Çatışmaların başlamasından sonra Libya hükümetinin talebi üzerine, bildiğiniz gibi geçen aralık ayında Libya ile bir anlaşma imzaladık; Askeri İşbirliği ve Güvenlik Anlaşması. Bu anlaşma çerçevesinde Birleşmiş Milletlerin (BM) de tanıdığı meşru hükümete destek veriyoruz. Orada Türkiye’nin müdahalesiyle çatışmaya bir denge getirildiğini de artık herkes teslim ediyor. Eğer Cumhurbaşkanımızın bu vizyoner müdahalesi olmasaydı Libya’da çatışmalar çok daha derinleşecek çok daha fazla insan ölecekti ve Libya’nın parçalanması belki kaçınılmaz hale gelecekti. Şu anda da bir ikili yapı var ama biz BM çatısı çerçevesinde öncelikle siyasi sürecin ilerletilmesi için elimizden gelen gayreti gösteriyoruz. Bununla beraber Hafter tarafının saldırgan tutumu nedeniyle de Serrac hükümetinin yani Trablus hükümetinin de bir nefsi müdafaa hakkı var. Bu hakkı kullanmaları da yine uluslararası hukuk çerçevesinde kayıt altına alınmış bir haktır. Dolayısıyla onlarla bu alandaki iş birliğimiz yoğun bir şekilde devam ediyor.
Çözümün askeri değil siyasi olduğunu hepimiz ifade ediyoruz. Özellikle BM çatısı altında Berlin Konferansı’nın belirlediği ilkeler çerçevesinde siyasi sürecin ilerletilmesi bizim de öncelikli tercihimiz. Bugüne kadar Serrac hükümeti bu konularda çok yapıcı bir tutum içerisinde oldu. Buna mukabil Hafter tarafının 2019 Nisan ayında yapılan Abu Dabi Anlaşması’ndan beri, yani yaklaşık 1,5 yıldır, bütün anlaşmaları, ateşkes ilanlarını, barış görüşmelerini ihlal ettiğini gördük. Şimdi bu tablo karşısında Serrac hükümetinin Hafter tarafına bir güveninin olmaması da gayet normal. Çünkü bugüne kadar verdikleri hiçbir sözü tutmadılar, BM’nin belirlediği ilkelere aykırı hareket ettiler. Hafter Berlin Konferansı’na geldi ama orayla ilgili bağlayıcı hiçbir şeyin altına imza atmadı.
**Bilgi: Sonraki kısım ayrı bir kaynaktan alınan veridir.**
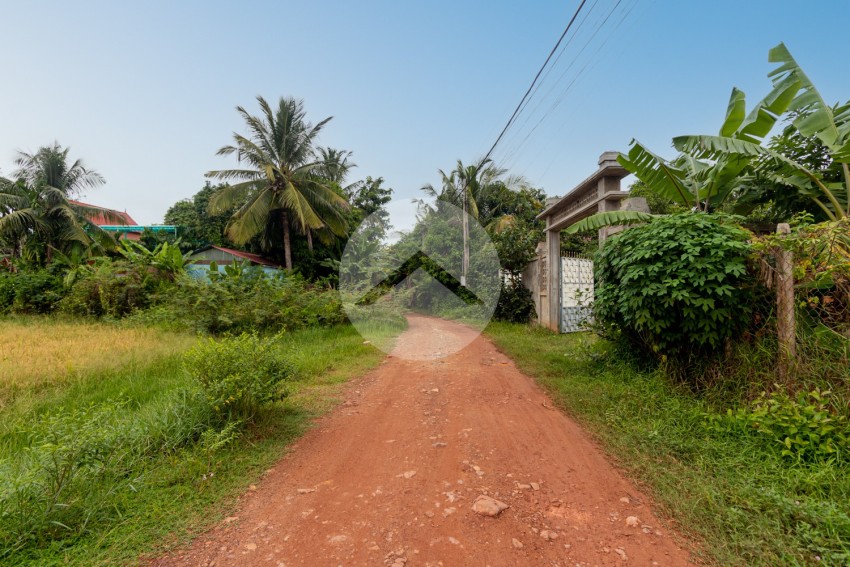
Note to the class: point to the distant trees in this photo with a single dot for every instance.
(286, 183)
(198, 227)
(37, 214)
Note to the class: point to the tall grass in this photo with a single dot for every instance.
(122, 462)
(734, 494)
(38, 353)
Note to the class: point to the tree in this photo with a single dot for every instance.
(813, 117)
(198, 227)
(699, 178)
(282, 181)
(468, 187)
(37, 215)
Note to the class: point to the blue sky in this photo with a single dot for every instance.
(145, 92)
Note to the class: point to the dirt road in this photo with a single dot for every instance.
(390, 477)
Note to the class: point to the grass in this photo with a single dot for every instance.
(38, 353)
(738, 500)
(169, 496)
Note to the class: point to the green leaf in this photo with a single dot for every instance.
(609, 218)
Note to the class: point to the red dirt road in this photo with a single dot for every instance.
(390, 477)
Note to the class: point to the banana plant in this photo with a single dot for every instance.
(693, 179)
(813, 118)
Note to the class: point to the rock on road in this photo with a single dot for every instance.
(394, 477)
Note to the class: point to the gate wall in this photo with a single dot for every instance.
(576, 293)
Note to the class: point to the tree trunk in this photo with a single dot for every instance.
(287, 248)
(465, 267)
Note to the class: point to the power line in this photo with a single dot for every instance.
(531, 87)
(569, 86)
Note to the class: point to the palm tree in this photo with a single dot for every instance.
(467, 187)
(36, 214)
(283, 177)
(49, 167)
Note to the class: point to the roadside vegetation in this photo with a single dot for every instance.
(131, 457)
(724, 484)
(742, 440)
(139, 400)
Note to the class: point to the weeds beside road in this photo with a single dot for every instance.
(737, 496)
(119, 454)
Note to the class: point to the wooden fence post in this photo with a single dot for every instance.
(785, 308)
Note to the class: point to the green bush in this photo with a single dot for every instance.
(29, 291)
(802, 429)
(677, 287)
(244, 301)
(110, 288)
(515, 304)
(238, 374)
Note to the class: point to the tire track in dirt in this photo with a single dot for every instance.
(390, 476)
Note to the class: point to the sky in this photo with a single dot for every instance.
(145, 92)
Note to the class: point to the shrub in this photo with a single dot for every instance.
(801, 429)
(676, 287)
(76, 462)
(238, 374)
(245, 301)
(515, 304)
(109, 289)
(29, 291)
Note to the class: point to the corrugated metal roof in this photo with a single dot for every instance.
(244, 255)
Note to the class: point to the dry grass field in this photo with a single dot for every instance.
(36, 352)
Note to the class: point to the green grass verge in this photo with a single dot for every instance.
(177, 494)
(740, 501)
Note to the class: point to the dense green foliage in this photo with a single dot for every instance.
(238, 375)
(801, 429)
(197, 227)
(735, 494)
(38, 218)
(243, 301)
(285, 182)
(33, 291)
(676, 287)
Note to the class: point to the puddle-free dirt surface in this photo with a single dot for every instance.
(390, 477)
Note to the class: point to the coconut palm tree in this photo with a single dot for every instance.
(282, 178)
(49, 167)
(37, 216)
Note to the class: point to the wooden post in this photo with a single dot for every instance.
(785, 308)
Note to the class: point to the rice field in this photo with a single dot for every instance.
(37, 353)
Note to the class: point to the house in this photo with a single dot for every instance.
(201, 259)
(111, 220)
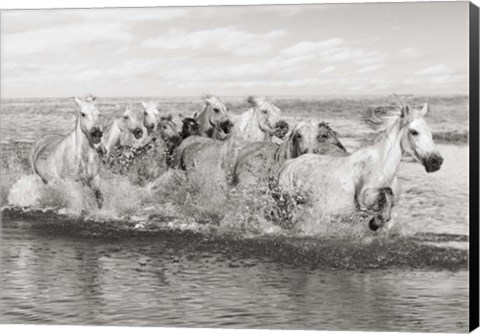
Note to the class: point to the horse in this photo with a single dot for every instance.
(215, 120)
(73, 156)
(148, 162)
(124, 128)
(260, 123)
(151, 116)
(190, 127)
(364, 181)
(259, 161)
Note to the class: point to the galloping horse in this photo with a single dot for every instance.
(366, 180)
(258, 161)
(260, 122)
(124, 128)
(215, 120)
(151, 116)
(148, 162)
(72, 156)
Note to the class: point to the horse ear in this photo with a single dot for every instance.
(78, 101)
(424, 110)
(252, 101)
(405, 111)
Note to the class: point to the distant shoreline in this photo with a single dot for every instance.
(326, 96)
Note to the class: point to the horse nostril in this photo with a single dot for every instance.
(436, 161)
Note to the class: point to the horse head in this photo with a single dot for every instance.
(417, 139)
(89, 119)
(268, 116)
(327, 139)
(151, 115)
(310, 137)
(215, 116)
(133, 120)
(190, 127)
(168, 131)
(408, 125)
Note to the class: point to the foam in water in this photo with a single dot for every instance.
(27, 191)
(198, 201)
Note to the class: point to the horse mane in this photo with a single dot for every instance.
(325, 125)
(90, 98)
(382, 117)
(285, 151)
(255, 101)
(117, 114)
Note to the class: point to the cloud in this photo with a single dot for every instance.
(440, 69)
(327, 69)
(371, 68)
(308, 47)
(229, 39)
(64, 38)
(333, 50)
(409, 53)
(130, 14)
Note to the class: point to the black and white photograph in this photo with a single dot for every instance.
(301, 167)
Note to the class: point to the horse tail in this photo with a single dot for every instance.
(33, 157)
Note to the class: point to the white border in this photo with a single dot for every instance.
(32, 4)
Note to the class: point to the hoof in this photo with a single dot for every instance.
(373, 225)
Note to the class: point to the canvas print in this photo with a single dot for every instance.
(275, 167)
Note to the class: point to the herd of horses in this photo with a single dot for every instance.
(303, 162)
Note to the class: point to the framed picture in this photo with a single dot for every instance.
(302, 167)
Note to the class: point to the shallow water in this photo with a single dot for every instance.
(176, 280)
(202, 258)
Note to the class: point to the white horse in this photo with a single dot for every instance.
(260, 123)
(258, 161)
(124, 128)
(366, 180)
(215, 120)
(72, 156)
(151, 116)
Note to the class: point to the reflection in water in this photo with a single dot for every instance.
(64, 280)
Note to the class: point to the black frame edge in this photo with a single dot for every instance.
(474, 169)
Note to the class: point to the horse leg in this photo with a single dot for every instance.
(385, 204)
(95, 185)
(381, 201)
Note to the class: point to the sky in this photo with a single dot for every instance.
(332, 49)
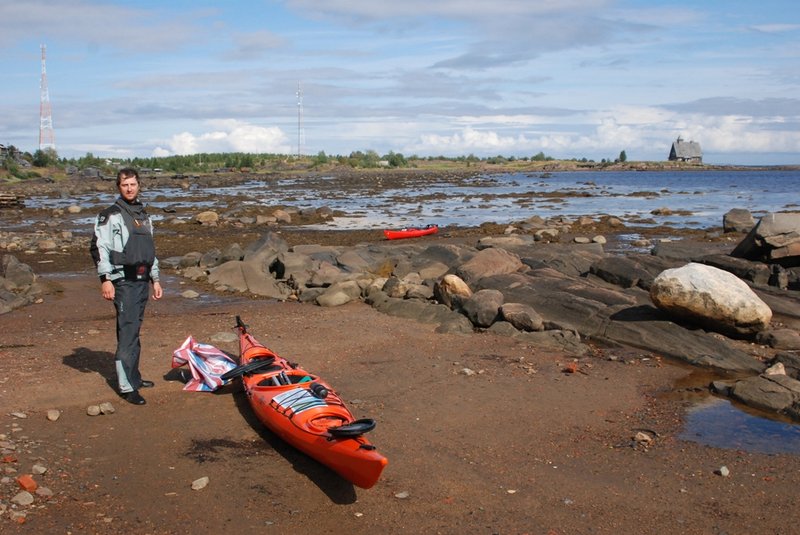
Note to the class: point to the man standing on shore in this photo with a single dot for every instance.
(124, 253)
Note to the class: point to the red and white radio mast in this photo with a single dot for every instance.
(47, 139)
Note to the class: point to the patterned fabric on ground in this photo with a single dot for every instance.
(206, 362)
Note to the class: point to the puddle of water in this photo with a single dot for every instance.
(717, 422)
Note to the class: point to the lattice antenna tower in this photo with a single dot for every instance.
(301, 135)
(47, 138)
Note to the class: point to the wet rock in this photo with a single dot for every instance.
(622, 271)
(201, 483)
(191, 259)
(195, 273)
(23, 498)
(523, 317)
(775, 239)
(574, 260)
(339, 294)
(282, 216)
(452, 291)
(738, 220)
(710, 297)
(210, 259)
(242, 276)
(207, 218)
(492, 261)
(774, 393)
(21, 275)
(787, 339)
(483, 308)
(756, 272)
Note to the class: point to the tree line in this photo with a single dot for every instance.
(209, 162)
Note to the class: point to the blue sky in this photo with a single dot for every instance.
(570, 78)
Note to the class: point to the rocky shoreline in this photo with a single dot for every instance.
(550, 282)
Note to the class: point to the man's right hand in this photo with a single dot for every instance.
(107, 289)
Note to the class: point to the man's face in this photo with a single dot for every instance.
(129, 188)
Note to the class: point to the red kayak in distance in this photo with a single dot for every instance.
(305, 411)
(410, 232)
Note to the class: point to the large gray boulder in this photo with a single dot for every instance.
(738, 220)
(775, 239)
(240, 276)
(451, 291)
(483, 308)
(624, 317)
(523, 317)
(778, 393)
(711, 297)
(488, 262)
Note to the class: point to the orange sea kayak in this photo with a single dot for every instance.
(306, 412)
(410, 232)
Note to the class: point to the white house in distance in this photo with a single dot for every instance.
(685, 151)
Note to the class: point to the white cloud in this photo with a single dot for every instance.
(230, 136)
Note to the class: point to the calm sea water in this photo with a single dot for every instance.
(697, 199)
(701, 198)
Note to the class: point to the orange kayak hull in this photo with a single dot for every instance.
(286, 399)
(410, 232)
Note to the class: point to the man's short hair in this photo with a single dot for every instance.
(127, 172)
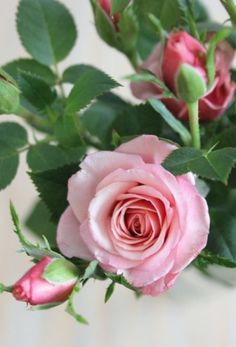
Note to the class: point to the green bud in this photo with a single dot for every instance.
(9, 93)
(190, 84)
(60, 271)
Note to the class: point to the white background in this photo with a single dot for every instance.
(196, 312)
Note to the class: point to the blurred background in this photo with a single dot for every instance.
(198, 311)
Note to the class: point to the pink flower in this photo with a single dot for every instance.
(133, 216)
(35, 290)
(181, 48)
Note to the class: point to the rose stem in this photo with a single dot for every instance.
(194, 124)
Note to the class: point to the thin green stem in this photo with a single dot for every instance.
(59, 82)
(193, 110)
(230, 6)
(133, 59)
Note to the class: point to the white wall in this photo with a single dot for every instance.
(196, 312)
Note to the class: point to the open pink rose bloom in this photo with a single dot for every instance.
(133, 216)
(164, 63)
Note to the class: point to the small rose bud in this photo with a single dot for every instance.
(9, 93)
(49, 281)
(190, 85)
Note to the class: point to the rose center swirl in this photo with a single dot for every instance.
(137, 222)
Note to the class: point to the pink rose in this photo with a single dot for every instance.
(181, 48)
(133, 216)
(35, 290)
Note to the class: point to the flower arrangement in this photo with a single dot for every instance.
(129, 193)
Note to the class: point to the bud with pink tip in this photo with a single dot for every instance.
(49, 281)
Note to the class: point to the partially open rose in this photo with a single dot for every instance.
(181, 48)
(133, 216)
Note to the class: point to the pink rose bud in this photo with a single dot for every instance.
(133, 216)
(181, 48)
(49, 281)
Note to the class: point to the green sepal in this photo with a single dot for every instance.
(109, 291)
(60, 271)
(120, 279)
(104, 25)
(190, 84)
(45, 307)
(118, 5)
(71, 307)
(210, 63)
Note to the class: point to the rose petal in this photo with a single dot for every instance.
(69, 240)
(149, 147)
(82, 185)
(195, 234)
(108, 260)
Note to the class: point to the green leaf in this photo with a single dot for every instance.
(9, 94)
(47, 30)
(38, 221)
(12, 138)
(138, 120)
(74, 72)
(35, 251)
(60, 271)
(67, 130)
(227, 138)
(71, 307)
(206, 258)
(52, 188)
(210, 63)
(128, 30)
(175, 124)
(89, 86)
(32, 67)
(222, 237)
(98, 119)
(36, 91)
(90, 270)
(214, 165)
(118, 5)
(104, 25)
(109, 291)
(42, 156)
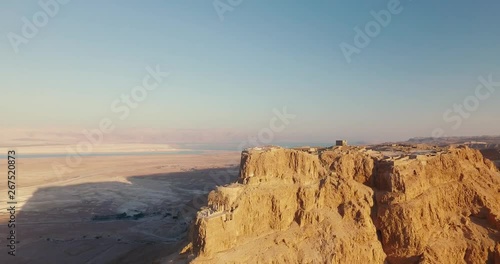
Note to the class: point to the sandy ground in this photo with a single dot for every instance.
(111, 209)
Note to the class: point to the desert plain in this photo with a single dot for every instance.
(109, 209)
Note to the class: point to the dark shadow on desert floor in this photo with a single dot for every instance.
(138, 221)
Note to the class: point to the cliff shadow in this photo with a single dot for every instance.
(135, 221)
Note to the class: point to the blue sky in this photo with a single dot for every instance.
(229, 75)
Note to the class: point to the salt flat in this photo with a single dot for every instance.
(111, 207)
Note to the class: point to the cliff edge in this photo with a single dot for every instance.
(353, 205)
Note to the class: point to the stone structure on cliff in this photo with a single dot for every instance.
(353, 205)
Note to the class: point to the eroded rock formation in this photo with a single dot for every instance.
(353, 205)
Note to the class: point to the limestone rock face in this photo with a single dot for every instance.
(352, 205)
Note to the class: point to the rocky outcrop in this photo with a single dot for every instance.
(352, 205)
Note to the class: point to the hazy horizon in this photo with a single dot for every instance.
(230, 71)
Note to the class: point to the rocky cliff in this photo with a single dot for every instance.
(353, 205)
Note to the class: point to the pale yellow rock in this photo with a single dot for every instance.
(349, 205)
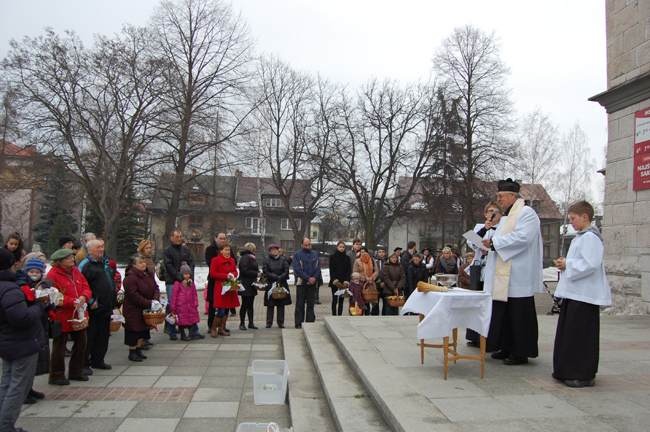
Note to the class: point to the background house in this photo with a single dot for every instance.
(230, 204)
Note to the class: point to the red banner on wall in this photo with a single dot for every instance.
(641, 150)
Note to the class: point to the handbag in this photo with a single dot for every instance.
(475, 283)
(54, 329)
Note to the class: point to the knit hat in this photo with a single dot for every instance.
(6, 259)
(34, 264)
(185, 269)
(65, 239)
(61, 254)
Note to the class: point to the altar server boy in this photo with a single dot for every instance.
(583, 289)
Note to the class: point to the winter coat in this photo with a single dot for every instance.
(139, 290)
(72, 285)
(220, 266)
(415, 274)
(21, 329)
(340, 267)
(174, 257)
(100, 279)
(305, 265)
(276, 270)
(248, 271)
(185, 304)
(393, 277)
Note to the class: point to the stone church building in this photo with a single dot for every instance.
(626, 219)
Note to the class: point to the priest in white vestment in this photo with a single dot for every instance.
(513, 275)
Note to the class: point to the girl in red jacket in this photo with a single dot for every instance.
(223, 269)
(185, 305)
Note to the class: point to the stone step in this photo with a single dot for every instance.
(401, 389)
(351, 407)
(307, 402)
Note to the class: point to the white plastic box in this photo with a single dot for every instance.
(270, 381)
(258, 427)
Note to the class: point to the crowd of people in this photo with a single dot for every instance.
(81, 296)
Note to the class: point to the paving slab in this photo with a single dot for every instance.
(351, 407)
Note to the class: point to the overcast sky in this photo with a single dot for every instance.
(555, 49)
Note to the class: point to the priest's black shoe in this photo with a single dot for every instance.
(579, 383)
(512, 361)
(36, 395)
(80, 378)
(103, 366)
(59, 381)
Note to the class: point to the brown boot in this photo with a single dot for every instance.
(222, 325)
(216, 323)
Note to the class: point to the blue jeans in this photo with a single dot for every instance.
(17, 378)
(170, 329)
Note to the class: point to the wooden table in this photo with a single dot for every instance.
(450, 351)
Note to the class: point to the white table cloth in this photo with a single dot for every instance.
(445, 311)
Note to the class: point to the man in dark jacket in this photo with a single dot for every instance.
(417, 272)
(99, 275)
(175, 255)
(21, 339)
(306, 269)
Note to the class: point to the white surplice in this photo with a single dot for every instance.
(524, 247)
(584, 278)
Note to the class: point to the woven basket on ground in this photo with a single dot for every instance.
(396, 301)
(115, 326)
(370, 293)
(78, 325)
(153, 319)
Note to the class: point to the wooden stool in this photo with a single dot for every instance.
(450, 351)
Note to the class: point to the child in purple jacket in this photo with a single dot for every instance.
(185, 306)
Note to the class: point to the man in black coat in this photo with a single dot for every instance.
(21, 339)
(100, 307)
(175, 255)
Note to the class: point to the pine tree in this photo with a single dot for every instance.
(56, 218)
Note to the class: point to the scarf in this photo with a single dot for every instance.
(503, 268)
(366, 264)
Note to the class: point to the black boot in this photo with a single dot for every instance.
(138, 352)
(133, 356)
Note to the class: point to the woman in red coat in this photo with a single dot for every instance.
(139, 290)
(76, 292)
(222, 269)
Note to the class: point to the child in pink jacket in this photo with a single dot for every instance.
(185, 306)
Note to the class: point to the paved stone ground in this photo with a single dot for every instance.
(183, 386)
(512, 398)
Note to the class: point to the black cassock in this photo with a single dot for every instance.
(513, 327)
(575, 355)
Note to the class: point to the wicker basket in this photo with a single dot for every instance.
(395, 301)
(279, 294)
(356, 311)
(153, 319)
(78, 325)
(115, 326)
(370, 293)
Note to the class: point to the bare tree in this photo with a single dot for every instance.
(469, 63)
(206, 49)
(92, 109)
(377, 140)
(576, 168)
(296, 130)
(538, 148)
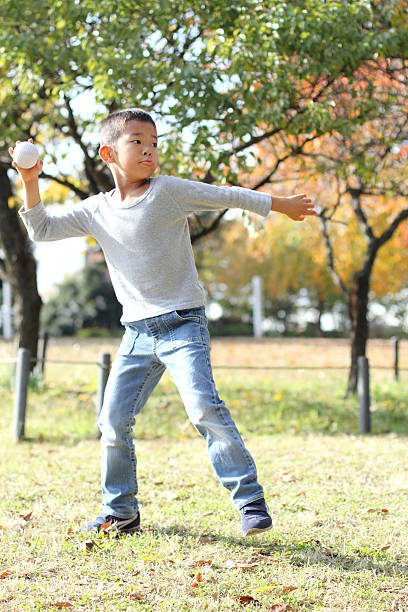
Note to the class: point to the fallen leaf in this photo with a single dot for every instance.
(5, 574)
(329, 551)
(207, 539)
(241, 564)
(276, 587)
(197, 578)
(88, 545)
(138, 596)
(153, 557)
(106, 526)
(202, 562)
(245, 599)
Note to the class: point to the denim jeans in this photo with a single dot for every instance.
(179, 341)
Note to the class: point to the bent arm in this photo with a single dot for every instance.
(71, 221)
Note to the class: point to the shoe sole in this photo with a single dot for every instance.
(255, 531)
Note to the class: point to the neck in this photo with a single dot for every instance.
(127, 189)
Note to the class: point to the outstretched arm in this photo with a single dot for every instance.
(296, 207)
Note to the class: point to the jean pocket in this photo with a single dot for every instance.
(128, 341)
(190, 314)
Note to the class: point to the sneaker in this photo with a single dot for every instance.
(255, 517)
(110, 523)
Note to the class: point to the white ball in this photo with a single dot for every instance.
(25, 154)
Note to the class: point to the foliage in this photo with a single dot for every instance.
(288, 257)
(84, 301)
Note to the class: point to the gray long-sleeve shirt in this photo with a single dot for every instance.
(146, 243)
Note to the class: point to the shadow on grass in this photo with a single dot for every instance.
(296, 553)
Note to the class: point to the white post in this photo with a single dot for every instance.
(7, 312)
(257, 305)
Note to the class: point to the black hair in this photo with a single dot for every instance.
(114, 124)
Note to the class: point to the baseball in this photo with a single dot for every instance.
(25, 155)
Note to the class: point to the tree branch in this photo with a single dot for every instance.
(358, 211)
(95, 177)
(388, 233)
(330, 254)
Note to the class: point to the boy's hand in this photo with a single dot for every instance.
(296, 207)
(28, 175)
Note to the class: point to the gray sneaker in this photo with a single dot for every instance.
(110, 523)
(255, 517)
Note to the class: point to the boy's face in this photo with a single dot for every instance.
(135, 153)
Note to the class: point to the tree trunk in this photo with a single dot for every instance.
(19, 268)
(358, 307)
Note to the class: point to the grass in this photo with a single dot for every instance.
(338, 499)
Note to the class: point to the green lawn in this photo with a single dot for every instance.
(338, 499)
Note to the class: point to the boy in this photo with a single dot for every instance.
(142, 228)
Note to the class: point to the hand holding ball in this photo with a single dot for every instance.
(25, 155)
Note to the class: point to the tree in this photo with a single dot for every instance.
(288, 256)
(371, 182)
(224, 77)
(83, 302)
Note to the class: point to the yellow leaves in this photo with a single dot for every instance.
(197, 579)
(244, 565)
(4, 575)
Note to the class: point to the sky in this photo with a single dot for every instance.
(57, 260)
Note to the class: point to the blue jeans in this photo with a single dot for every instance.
(179, 341)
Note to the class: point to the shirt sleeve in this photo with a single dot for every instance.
(193, 196)
(70, 221)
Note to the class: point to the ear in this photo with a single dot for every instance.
(105, 154)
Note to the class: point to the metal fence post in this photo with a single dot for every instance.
(363, 386)
(42, 349)
(395, 342)
(104, 364)
(20, 402)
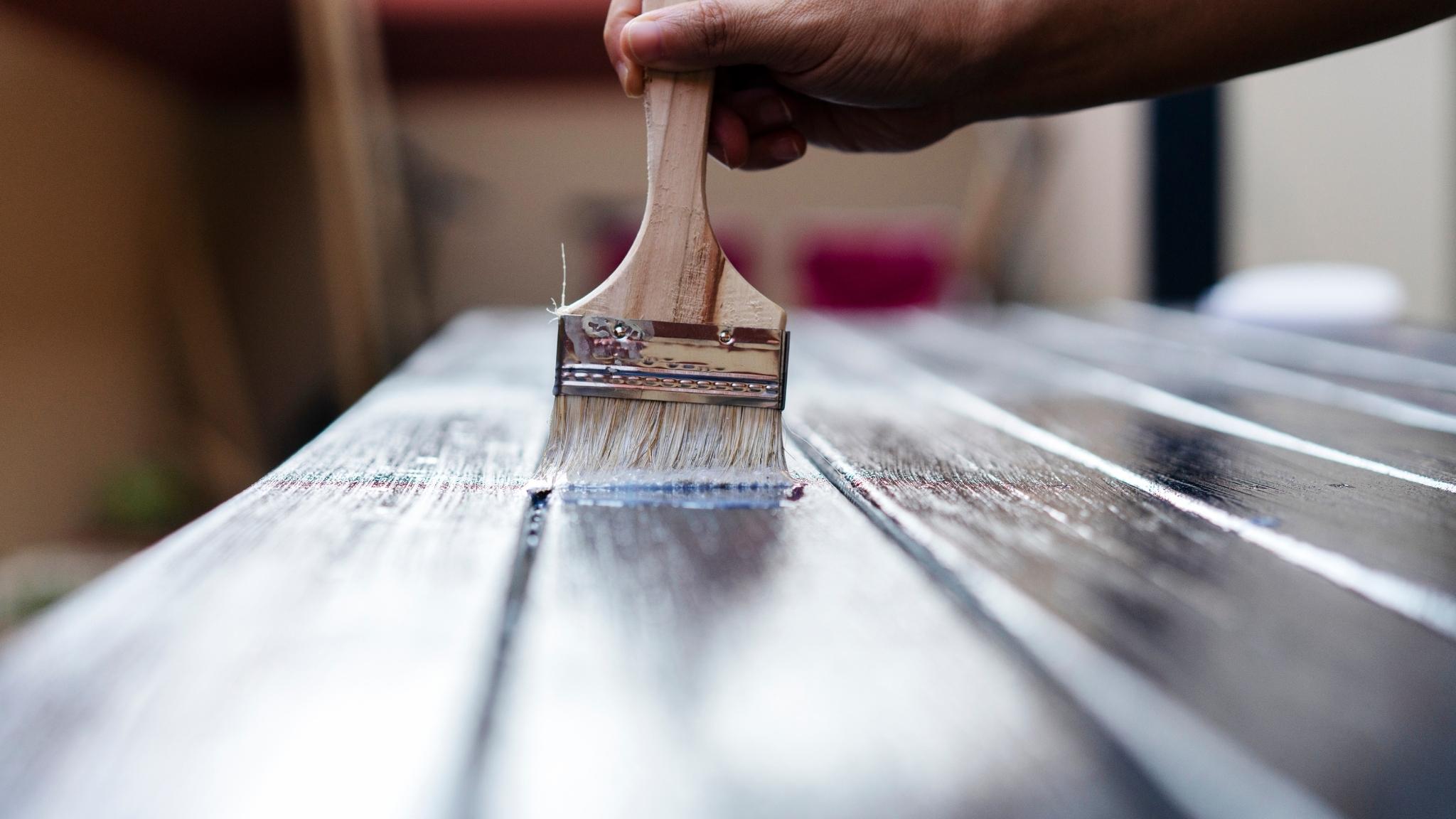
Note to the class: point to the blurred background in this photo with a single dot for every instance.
(222, 222)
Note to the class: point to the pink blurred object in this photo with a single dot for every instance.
(861, 267)
(615, 240)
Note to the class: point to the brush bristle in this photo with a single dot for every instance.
(621, 441)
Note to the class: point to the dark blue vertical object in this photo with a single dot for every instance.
(1186, 196)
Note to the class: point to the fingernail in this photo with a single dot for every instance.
(646, 40)
(775, 112)
(785, 149)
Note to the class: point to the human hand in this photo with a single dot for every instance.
(858, 76)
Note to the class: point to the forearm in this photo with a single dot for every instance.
(1047, 55)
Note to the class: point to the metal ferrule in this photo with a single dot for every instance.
(693, 363)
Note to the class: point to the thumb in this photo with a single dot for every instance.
(705, 34)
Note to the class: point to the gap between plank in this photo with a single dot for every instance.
(1426, 605)
(1331, 356)
(1197, 767)
(1246, 373)
(1121, 390)
(533, 525)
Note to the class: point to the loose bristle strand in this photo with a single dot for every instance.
(614, 441)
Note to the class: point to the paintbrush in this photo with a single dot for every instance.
(672, 370)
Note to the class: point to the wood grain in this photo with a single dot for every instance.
(772, 662)
(1229, 630)
(1366, 424)
(1034, 569)
(314, 648)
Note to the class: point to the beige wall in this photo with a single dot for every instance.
(89, 178)
(528, 161)
(1351, 158)
(1088, 237)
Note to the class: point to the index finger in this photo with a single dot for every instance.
(629, 73)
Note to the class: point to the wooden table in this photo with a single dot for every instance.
(1133, 564)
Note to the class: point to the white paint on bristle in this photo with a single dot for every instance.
(622, 442)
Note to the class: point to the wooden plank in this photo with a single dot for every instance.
(318, 646)
(781, 660)
(1366, 424)
(1293, 494)
(1285, 348)
(1347, 698)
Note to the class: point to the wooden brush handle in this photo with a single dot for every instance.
(676, 272)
“Hafter’in ateşkes çağrıları bir sonraki saldırının hazırlık dönemi olarak ortaya çıktı”
BM ilkeleri çerçevesinde ve Berlin Konferansı’nda belirlenen ilkeler ışığında bir siyasi sürecin ilerletilmesi için Libya hükümetine desteğimiz devam edecek. Burada bir ateşkes çağrısı yapıldı bildiğiniz gibi, Trablus hükümeti prensipte bu ateşkes çağrısına karşı değil fakat ateşkesin sürdürülebilir olması için belli şartları var. Bunlardan biri de herkesin 2015 yılında imzalanan Sahirat Anlaşması’ndaki pozisyonlarına geri çekilmesi. Buna göre de Hafter güçlerinin Sirte ve Cufra’dan çekilmesi gerekiyor. Burayı Hafter tarafının kendi askeri saldırıları için bir üs olarak kullanmasına elbette müsaade etmek istemiyorlar. Çünkü geçmişte bu tür ihanetlerle çok karşı karşıya kaldılar ve Hafter tarafı bugüne kadar ne zaman bir barış çağrısı yapsa ya da ateşkes çağrısı yapsa, bu hep bir sonraki saldırının hazırlık dönemi olarak ortaya çıktı. Dolayısıyla haklı olarak Serrac tarafında bir güvensizlik var.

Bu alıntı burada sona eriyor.